The Reverend Wayne Scott shook hands with everyone, adjusted his dog collar and stepped into the night.
The room again lapsed into silence.
“I must be going too, I’m on duty at ten o’clock.” Police Inspector Adam Tate smiled apologetically and moved towards the door.
“And me also, may I walk part of the way with you?” Tracey joined Adam by the door.
“Thank you all for a delightful evening.” Sister Tracey of the Dominican Order Of Nuns smoothed down her habit, adjusted her wimple and opened the door. Almost as an after thought, she stopped in the doorway.
“By the way, I still have the butterfly tattoo. Goodbye and may the Lord keep you safe.”
The room lapsed into silence for a third time.
Marjory, Staff Nurse Marjory of Kingsmead Hospital looked uneasily at her watch.
A knock at the door broke the silence. Two men in white coats entered, smiled, and beckoned to Malcolm.
Patient 1057, Kingsmead Hospital, formally known as The Derbyshire Asylum for the Criminally Insane meekly followed the two orderlies down the stairs to the subtle, anonymous looking white vehicle parked by the library entrance. Nurse Marjory followed at a discreet distance, pausing only to hold the door for the tall, attractive, willowy brunette who entered as the Kingsmead contingent left.
The newcomer hurried up the stairs, the sound of her high heels echoing in the almost deserted building. She glanced in the empty common room and continued down the corridor to the dimly lit reception area.
“I’m sorry I’m so late, please forgive me. I’d like to pay for the use of the common room, as agreed.
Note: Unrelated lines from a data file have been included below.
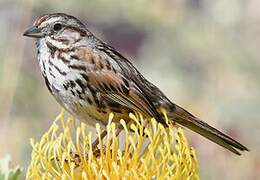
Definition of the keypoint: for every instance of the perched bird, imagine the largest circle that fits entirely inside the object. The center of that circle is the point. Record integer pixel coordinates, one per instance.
(90, 79)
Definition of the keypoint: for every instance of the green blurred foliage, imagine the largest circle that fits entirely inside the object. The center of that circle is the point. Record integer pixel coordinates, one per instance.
(203, 54)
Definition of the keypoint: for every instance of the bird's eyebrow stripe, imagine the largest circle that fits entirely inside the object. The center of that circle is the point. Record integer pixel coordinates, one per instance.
(40, 20)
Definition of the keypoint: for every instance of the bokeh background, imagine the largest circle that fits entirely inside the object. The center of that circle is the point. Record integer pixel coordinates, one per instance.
(203, 54)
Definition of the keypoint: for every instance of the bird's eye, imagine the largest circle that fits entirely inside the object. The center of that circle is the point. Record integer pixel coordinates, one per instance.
(57, 27)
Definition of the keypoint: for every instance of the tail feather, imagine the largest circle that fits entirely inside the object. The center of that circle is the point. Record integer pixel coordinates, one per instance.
(186, 119)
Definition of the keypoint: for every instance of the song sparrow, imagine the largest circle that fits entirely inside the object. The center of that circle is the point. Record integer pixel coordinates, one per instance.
(90, 79)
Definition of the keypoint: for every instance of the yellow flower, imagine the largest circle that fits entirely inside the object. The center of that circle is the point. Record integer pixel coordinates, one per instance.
(65, 152)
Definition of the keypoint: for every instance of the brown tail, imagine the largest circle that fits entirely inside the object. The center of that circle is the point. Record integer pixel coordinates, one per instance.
(184, 118)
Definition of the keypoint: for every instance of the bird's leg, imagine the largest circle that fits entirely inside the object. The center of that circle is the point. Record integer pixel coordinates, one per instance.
(95, 143)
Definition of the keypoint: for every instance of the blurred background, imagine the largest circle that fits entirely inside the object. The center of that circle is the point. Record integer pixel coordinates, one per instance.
(203, 54)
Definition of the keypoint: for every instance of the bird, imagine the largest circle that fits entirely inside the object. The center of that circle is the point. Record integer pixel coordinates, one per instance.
(91, 79)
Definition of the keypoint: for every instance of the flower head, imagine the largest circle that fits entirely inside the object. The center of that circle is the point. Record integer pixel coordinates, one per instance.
(65, 151)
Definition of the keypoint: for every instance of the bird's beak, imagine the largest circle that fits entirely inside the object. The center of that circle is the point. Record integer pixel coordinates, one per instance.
(34, 32)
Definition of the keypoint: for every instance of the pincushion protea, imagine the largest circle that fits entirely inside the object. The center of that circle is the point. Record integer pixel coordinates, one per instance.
(65, 152)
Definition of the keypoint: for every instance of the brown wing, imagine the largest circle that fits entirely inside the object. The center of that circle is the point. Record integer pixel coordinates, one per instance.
(113, 85)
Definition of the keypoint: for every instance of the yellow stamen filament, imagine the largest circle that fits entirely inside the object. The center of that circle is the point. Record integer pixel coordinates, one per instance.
(65, 152)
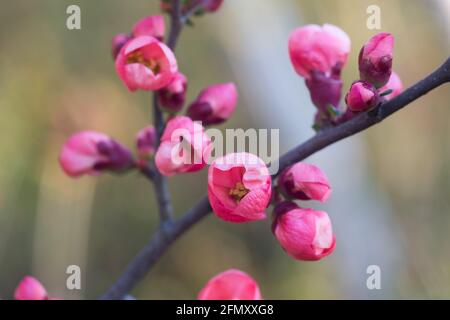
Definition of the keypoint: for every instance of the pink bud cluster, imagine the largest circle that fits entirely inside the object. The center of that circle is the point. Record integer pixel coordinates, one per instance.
(318, 54)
My names Georgina, Georgina Platt.”

1 comment:

John Simpson said...

Well done Ken. I've done the reunion bit and found that very few people brag about how well they have done. In fact we usually have a good laugh keeping mainly to memories of school - much like you tell in your recollections of events at 'The Reunion'. Besides, at our age most of us are now retired or wanting to retire - it's all a bit of a leveler.